Economic inflation is the rate at which prices increase, whatever the cause, whether supply and demand dynamics or corporate greed.  A low inflation rate, thus, does not mean that prices are decreasing or at a standstill: the rate of increase has slowed but not ceased.  This also means that whatever prices have become the new baseline remain in effect, so that minor inflation following significant inflation does not undo whatever devastating impact the previous price changes already imposed on the cost of living.  If someone complains about inflation, perhaps they are not referring to ongoing, potentially slow increase in prices, but to the sustained effects of the previous changes.

And there is no single cause, no matter what some corporate figures might love to pretend; inflation absolutely is not inevitably brought about by nothing more than supply and demand forces beyond the control of corporations.  If a company raises prices quietly or minimally to appease shareholders, inflation has occurred.  Prices increased, and, in this instance, it was a premeditated attempt to boost profits without expanding the consumer base, introducing a new product, and so on.  Certainly, a company could raise prices with this pathetic excuse of a goal in mind, while blaming its actions on the volatility and uncertainty of broader economic trends that really have nothing to do with them specifically.

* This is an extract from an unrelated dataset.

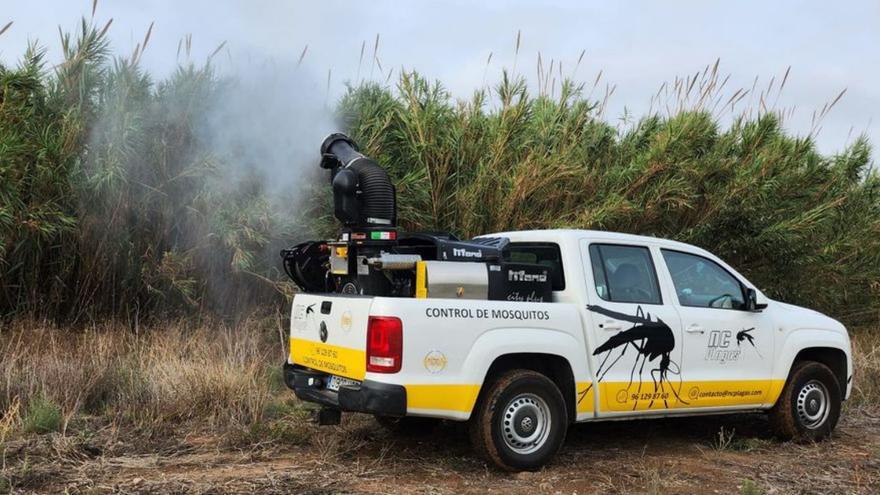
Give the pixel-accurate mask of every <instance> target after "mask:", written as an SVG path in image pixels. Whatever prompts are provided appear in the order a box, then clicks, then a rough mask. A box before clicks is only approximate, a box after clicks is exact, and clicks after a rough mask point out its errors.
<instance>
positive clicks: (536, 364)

Whatever the valid or invalid reason for inflation, there could be a multitude of inflation rates because no single product or service reflects an entire multifaceted economy.  The basket of goods, a miscellaneous sample of goods or services, can be examined to track price changes over a given timeframe.  A random person could monitor fluctuations themselves using in-store or online price listings.  No one has to be a professional economist to do this!  If the price of a singular thing increases, it has inflated.  This can be checked through personal effort.  It is always illogical to assume that whatever inflation rate is proposed by news media or anyone else is true.  This does not follow.

But different items could have their own respective inflation, complicating the matter.  Tracking the inflation rate of a particular item reveals nothing about that of a separate item, for the two are not identical products, and thus one having a specific cost does not logically necessitate anything about the other.  What one consumer buys might infrequently or never be purchased by another, so one "basket of goods" does not ultimately illuminate very much about the seeming state of the economy at large.  It is vital to not conflate the beliefs of an alleged authority figure/organization for an epistemological savior in light of this extremely limited illumination.

Only an irrational person assumes the results of someone else's basket of goods analysis, whoever they are, is correct or extrapolates from one sample of items to another.  Moreover, there is still another inherent limitation to examining this figurative basket.  The basket of goods metric is incapable of revealing which of the logically possible reasons for inflation is responsible for the changes.  Did a company or industry genuinely need to increase prices to make their business sustainable?  Did an executive have prices raised so there is more money to hoard at the top of a company's hierarchy?  A price increase alone cannot prove what is really the root (and proof always lies in logical necessity, not hearsay or other conjoined sensory evidences), with there being even greater ambiguity in chaotic times.

Unfortunately, it is not just consumers who can be trampled upon through the asinine kind of inflation.  Some companies might rush to take advantage of consumers by raising prices, yes.  After increasing prices, some companies might also refuse to increase their own employees' compensation to match the new, higher cost of living.  If the same company does both, it can exploit its buyers and workers all at once, and any basket of goods containing their products or services could then be fallaciously treated as a basis for more unecessary inflation, since the exaggerated uncertainty makes their business vulnerable, which could then be treated as a basis to lay off workers or deny wage and salary raises.  It would be unusual indeed if many of the companies least in need of inflation to remain afloat did not increase consumer costs to maintain or maximize their profitability, though!